Their analysis confirmed these suspicions, showing that 31% of patients developed grade 3, 4, or 5 adverse effects and 35% required corticosteroid therapy. This is more than twice the rate of grade 3 or higher toxicity reported in clinical trials of ipilimumab. Adverse effects included diarrhea (50 patients), which led to bowel perforation in 3 patients; hepatitis (22 patients); dermatitis (21 patients); endocrinopathies (14); hypophysitis (6); uveitis (2); pneumonitis (1); seizure (1); arthritis (1); and hearing loss (1). These effects were severe enough to cause 19% of patients to discontinue ipilimumab.
About one-third of the patients who received systemic corticosteroids – 10% of the total study population – required additional immunotherapy, including infliximab, mycophenolate, or adalimumab, Dr. Horvat and his associates said (J Clin Oncol 2015 Aug 17 [doi:10.1200/JCO.2015.60.8448]).
This study’s higher rates of adverse events, of corticosteroid therapy, and of further immunosuppressive therapy are likely attributable to the treatment team’s considerable experience with ipilimumab in real-world patients. As clinicians gain such experience, they become more familiar with associated adverse events, allowing earlier identification and intervention, the investigators said.
“In our experience, if improvement in ipilimumab-related adverse effects is not evident early in the treatment with high-dose systemic corticosteroids, more prolonged treatment rarely leads to benefit, and patients usually end up requiring infliximab anyway. ... We believe the overall risk-to-benefit ratio favors the early use of infliximab rather than prolonged treatment with corticosteroids,” they noted.
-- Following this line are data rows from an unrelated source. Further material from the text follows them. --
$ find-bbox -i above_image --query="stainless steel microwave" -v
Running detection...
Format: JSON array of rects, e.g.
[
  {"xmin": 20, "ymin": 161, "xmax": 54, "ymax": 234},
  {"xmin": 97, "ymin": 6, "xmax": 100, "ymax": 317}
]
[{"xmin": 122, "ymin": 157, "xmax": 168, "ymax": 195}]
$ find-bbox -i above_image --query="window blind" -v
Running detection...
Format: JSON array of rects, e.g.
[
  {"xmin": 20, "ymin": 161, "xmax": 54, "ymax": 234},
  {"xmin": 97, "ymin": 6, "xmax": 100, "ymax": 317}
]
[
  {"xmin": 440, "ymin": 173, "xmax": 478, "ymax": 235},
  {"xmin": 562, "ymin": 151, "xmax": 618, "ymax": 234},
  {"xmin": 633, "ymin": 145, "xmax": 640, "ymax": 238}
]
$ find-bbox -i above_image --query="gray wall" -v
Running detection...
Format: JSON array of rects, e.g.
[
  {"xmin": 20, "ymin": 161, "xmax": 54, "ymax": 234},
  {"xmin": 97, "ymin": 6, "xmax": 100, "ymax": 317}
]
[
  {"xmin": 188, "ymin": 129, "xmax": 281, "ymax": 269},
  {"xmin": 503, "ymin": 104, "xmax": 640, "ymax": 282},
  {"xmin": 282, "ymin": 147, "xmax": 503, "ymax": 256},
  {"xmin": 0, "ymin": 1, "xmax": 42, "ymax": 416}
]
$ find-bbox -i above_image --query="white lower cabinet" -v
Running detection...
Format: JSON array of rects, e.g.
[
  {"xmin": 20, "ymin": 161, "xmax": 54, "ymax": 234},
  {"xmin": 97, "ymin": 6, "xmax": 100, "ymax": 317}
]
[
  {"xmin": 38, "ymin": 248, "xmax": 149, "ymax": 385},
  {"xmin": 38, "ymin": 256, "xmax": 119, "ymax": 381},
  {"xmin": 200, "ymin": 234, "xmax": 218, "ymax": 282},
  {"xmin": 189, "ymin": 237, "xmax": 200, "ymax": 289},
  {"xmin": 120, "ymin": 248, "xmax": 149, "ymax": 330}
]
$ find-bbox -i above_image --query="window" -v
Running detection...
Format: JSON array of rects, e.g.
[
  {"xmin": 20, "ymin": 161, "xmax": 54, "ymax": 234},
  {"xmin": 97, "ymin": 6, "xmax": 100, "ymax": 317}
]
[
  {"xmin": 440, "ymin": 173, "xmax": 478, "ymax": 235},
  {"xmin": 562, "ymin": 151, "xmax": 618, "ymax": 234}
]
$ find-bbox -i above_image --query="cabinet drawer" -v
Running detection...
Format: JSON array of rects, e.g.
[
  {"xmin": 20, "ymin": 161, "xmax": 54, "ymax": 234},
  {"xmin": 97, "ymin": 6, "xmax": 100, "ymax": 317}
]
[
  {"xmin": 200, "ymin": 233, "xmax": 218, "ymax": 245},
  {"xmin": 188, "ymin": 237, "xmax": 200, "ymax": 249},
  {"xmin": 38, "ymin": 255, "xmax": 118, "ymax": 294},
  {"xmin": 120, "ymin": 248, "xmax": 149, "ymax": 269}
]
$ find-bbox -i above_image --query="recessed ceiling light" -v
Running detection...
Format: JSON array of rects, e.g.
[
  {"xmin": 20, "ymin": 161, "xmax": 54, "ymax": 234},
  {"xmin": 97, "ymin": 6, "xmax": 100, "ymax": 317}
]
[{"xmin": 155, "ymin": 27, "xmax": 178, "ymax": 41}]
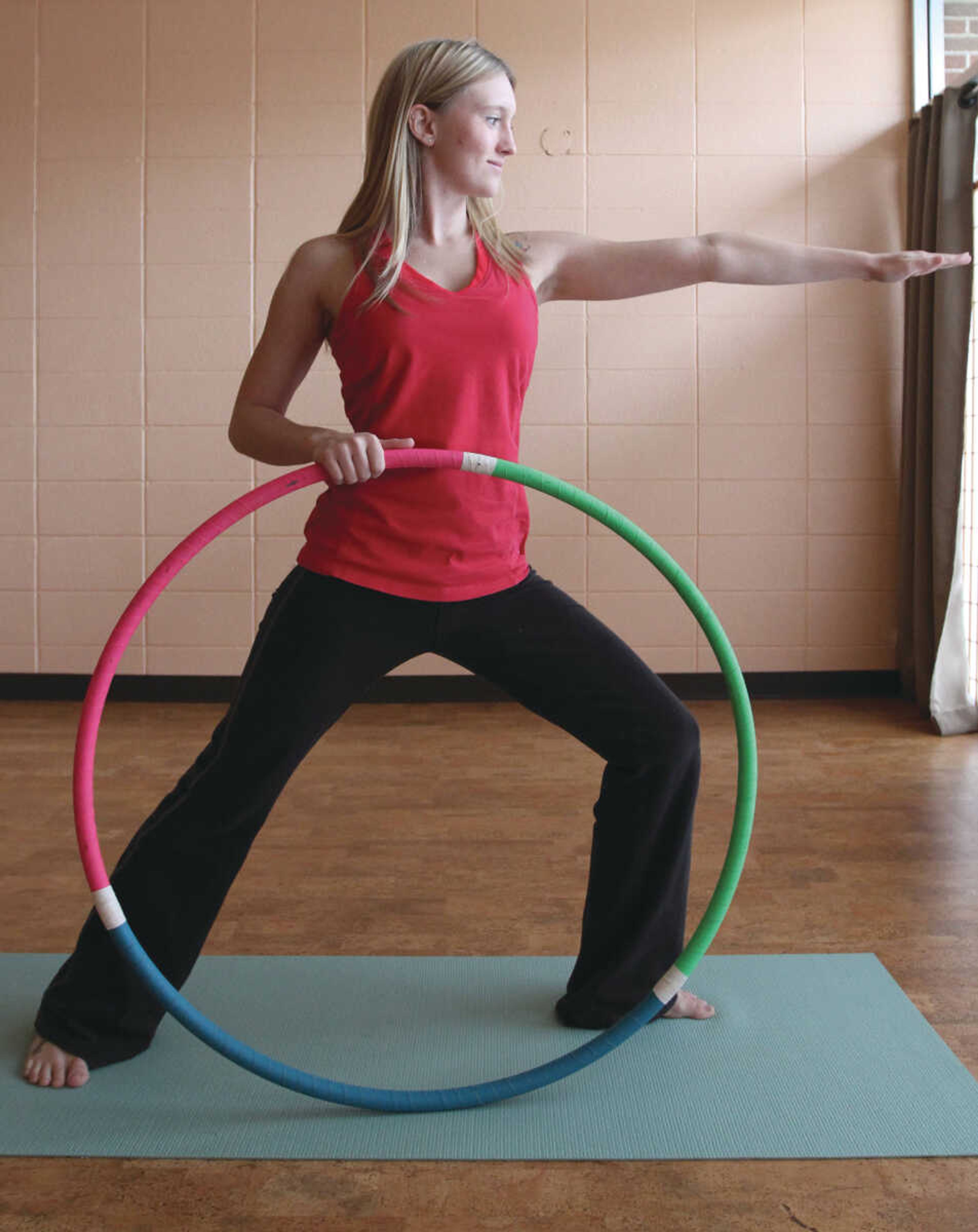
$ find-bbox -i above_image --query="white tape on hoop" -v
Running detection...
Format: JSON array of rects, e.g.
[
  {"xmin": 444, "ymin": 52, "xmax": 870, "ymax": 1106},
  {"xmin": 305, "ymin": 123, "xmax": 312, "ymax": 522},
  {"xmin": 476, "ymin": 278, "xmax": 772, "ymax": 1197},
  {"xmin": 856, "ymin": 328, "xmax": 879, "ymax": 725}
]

The median overall survival and median time to treatment failure were not affected by either the occurrence of adverse events or the use of corticosteroids. Overall, 12% of these patients achieved long-term disease control and didn’t require further melanoma treatment. Based on their findings and those of another research group, “we believe that patients and physicians should not be concerned that ipilimumab-related adverse events requiring systemic immunosuppression will compromise the therapeutic benefit,” Dr. Horvat and his associates said.